Python process automatically restarting itself

A

Adam Atlas

What is the best way for a Python process (presumed to be a script run
by the interpreter binary, not embedded in some other program) to
restart itself? This is what I've been trying:

import __main__

for path in sys.path:
path += '/' + __main__.__file__
if os.access(path, os.F_OK): break
else:
raise Exception('WTF?')

#Then, something like...
os.execl(sys.executable, sys.executable, path, *sys.argv[1:])

BUT! This is a multi-threaded program, and at least on OS X, trying to
exec*() in a threaded process raises OSError [Errno 45] Operation not
supported. So I tried having it fork, and having the child process
wait for the parent process to die (in various ways) and then exec*().
That seemed to work, sort of, but the child would not be attached to
the original terminal, which is a must.

Any ideas?
 
M

Matimus

What is the best way for a Python process (presumed to be a script run
by the interpreter binary, not embedded in some other program) to
restart itself? This is what I've been trying:

import __main__

for path in sys.path:
path += '/' + __main__.__file__
if os.access(path, os.F_OK): break
else:
raise Exception('WTF?')

#Then, something like...
os.execl(sys.executable, sys.executable, path, *sys.argv[1:])

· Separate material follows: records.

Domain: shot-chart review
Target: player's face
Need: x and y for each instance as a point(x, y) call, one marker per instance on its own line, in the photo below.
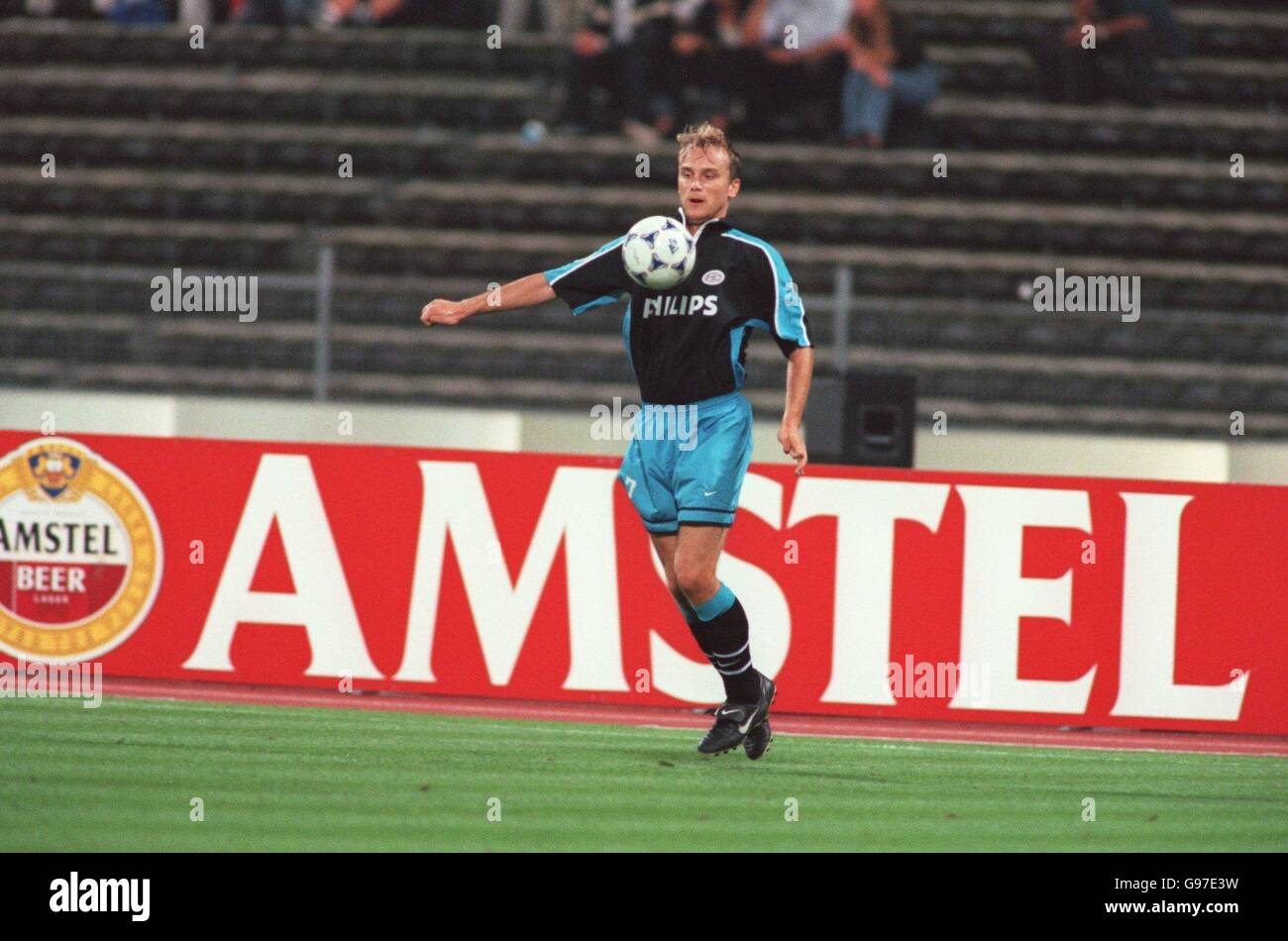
point(704, 184)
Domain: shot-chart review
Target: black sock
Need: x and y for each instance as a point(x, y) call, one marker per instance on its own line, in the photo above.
point(724, 639)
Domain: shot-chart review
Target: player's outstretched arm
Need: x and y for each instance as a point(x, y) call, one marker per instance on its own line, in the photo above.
point(800, 369)
point(523, 292)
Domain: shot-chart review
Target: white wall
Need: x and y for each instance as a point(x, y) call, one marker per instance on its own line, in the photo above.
point(965, 450)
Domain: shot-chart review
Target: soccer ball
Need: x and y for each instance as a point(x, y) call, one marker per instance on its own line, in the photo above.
point(658, 253)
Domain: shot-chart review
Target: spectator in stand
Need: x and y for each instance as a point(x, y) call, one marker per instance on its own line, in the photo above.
point(555, 14)
point(703, 51)
point(617, 48)
point(1129, 38)
point(888, 67)
point(277, 12)
point(364, 13)
point(133, 12)
point(799, 56)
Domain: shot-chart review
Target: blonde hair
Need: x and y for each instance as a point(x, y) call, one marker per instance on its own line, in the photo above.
point(703, 136)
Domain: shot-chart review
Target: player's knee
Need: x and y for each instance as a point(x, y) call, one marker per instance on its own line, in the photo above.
point(695, 582)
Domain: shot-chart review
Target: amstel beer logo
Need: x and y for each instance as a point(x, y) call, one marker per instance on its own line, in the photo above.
point(80, 553)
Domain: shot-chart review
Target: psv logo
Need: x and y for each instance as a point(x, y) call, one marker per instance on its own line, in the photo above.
point(80, 553)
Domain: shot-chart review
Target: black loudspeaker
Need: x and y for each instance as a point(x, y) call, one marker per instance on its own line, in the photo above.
point(862, 419)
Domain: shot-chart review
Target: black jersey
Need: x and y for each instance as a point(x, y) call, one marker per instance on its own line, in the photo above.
point(690, 343)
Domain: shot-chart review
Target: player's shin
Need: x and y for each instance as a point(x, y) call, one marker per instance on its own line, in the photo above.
point(720, 628)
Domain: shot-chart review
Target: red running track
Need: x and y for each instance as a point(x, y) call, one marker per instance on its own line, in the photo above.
point(832, 726)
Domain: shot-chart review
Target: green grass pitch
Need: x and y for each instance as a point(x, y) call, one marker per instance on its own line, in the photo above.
point(124, 777)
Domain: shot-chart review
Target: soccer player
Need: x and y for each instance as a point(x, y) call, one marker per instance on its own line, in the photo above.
point(687, 347)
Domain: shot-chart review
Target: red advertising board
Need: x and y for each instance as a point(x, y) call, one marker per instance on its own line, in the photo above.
point(871, 592)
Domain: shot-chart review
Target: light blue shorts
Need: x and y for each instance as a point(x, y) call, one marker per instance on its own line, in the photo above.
point(686, 464)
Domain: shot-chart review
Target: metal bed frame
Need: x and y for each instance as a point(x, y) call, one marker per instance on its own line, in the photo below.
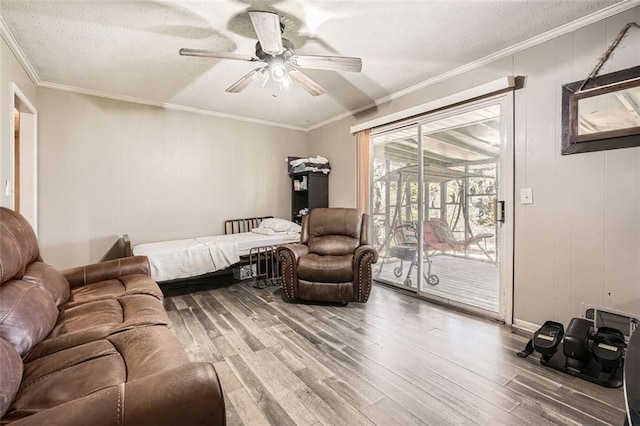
point(267, 267)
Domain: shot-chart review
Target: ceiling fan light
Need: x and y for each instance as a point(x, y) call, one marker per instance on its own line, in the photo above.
point(278, 72)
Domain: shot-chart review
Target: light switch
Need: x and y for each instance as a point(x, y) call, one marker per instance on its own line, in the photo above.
point(526, 196)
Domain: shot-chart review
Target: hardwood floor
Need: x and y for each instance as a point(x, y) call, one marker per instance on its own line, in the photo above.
point(395, 360)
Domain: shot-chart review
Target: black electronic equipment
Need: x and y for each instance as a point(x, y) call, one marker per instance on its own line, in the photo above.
point(578, 351)
point(608, 347)
point(576, 343)
point(545, 340)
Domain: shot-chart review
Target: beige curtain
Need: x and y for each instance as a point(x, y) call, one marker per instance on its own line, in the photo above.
point(363, 169)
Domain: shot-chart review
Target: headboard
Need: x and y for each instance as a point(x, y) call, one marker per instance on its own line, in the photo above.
point(236, 226)
point(121, 248)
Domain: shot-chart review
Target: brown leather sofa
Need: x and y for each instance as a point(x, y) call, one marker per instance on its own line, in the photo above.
point(92, 345)
point(332, 262)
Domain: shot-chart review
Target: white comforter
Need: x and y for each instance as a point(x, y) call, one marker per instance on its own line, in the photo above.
point(170, 260)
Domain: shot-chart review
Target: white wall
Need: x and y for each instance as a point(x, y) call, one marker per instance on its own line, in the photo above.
point(109, 167)
point(10, 72)
point(580, 241)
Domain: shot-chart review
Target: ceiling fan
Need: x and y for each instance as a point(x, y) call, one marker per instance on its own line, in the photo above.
point(282, 64)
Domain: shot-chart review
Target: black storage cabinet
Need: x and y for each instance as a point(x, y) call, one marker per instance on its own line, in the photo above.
point(316, 193)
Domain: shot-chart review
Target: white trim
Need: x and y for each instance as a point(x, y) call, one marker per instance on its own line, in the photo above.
point(534, 41)
point(495, 86)
point(14, 91)
point(529, 327)
point(165, 105)
point(18, 52)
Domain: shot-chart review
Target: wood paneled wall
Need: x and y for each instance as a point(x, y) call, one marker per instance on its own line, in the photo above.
point(109, 167)
point(580, 240)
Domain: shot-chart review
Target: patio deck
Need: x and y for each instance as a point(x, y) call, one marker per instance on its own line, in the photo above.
point(464, 280)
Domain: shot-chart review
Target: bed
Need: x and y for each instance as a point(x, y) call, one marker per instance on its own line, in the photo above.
point(192, 257)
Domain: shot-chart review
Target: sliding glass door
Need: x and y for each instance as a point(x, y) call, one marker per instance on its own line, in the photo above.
point(441, 188)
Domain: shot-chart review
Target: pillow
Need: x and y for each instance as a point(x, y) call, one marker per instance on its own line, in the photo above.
point(280, 225)
point(263, 231)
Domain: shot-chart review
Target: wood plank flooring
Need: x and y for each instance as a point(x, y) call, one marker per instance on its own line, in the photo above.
point(395, 360)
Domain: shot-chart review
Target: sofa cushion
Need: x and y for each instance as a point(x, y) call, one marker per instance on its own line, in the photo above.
point(10, 374)
point(27, 314)
point(99, 319)
point(18, 244)
point(329, 269)
point(50, 279)
point(126, 285)
point(87, 369)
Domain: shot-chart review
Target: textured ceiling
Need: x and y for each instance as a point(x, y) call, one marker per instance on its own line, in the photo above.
point(130, 48)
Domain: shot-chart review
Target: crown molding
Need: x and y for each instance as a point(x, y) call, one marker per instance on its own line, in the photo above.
point(549, 35)
point(501, 54)
point(17, 51)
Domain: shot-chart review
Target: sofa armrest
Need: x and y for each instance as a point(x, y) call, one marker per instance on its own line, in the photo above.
point(188, 395)
point(113, 269)
point(288, 255)
point(363, 258)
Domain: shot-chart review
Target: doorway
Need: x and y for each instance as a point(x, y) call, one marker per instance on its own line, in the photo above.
point(23, 188)
point(441, 185)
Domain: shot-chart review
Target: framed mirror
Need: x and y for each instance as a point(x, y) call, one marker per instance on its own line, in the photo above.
point(605, 114)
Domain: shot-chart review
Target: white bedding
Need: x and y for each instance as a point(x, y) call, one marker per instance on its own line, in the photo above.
point(170, 260)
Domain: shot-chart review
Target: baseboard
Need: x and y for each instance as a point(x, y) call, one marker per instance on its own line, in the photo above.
point(525, 326)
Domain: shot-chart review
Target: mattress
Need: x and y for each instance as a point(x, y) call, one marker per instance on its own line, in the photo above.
point(176, 259)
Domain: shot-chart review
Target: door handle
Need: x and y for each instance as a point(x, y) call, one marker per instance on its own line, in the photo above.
point(500, 212)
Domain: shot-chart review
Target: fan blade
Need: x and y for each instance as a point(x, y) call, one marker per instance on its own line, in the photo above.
point(241, 84)
point(331, 63)
point(219, 55)
point(267, 26)
point(306, 83)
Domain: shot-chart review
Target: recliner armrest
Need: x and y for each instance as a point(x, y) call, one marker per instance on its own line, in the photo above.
point(297, 250)
point(363, 258)
point(289, 254)
point(361, 251)
point(113, 269)
point(188, 395)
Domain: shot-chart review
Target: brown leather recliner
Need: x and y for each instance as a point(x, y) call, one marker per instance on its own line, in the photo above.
point(332, 262)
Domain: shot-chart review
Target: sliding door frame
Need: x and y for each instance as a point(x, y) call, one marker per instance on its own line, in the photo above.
point(504, 241)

BUT! This is a multi-threaded program, and at least on OS X, trying to
exec*() in a threaded process raises OSError [Errno 45] Operation not
supported. So I tried having it fork, and having the child process
wait for the parent process to die (in various ways) and then exec*().
That seemed to work, sort of, but the child would not be attached to
the original terminal, which is a must.

Any ideas?

sys.path is the search path that Python uses for finding modules, and
probably isn't what you wanted. Also, it is bad practice to hard code
the file separator. In general you will want to do this:

import os.path
path = os.path.join(path, filename)

which will automatically insert the correct separator for the os you
are using.

That is moot though, since I think this is a better solution:

import os.path, __main__
path = os.path.abspath(__main__.__file__)

That isn't really necessary though. In fact, I think restarting the
process using exec* is the wrong way to go. I would simply encapsulate
my program inside of a function, set a restart flag, return from said
function and restart if the flag was set.

Something like this:

restart = False
def main():
# do my stuff

if need_to_restart:
global restart
restart = True

#do clean-up (shut down threads, etc.)
return retval

if __name__ == "__main__":
retval = main()
while restart:
restart = False
retval = main()
sys.exit(retval)

I suppose there are reasons that you might want to restart the
process. Most of the time you are going to want to do something like
what I suggested though. And even in those other cases, you probably
want to use the subprocess module instead of an exec* function.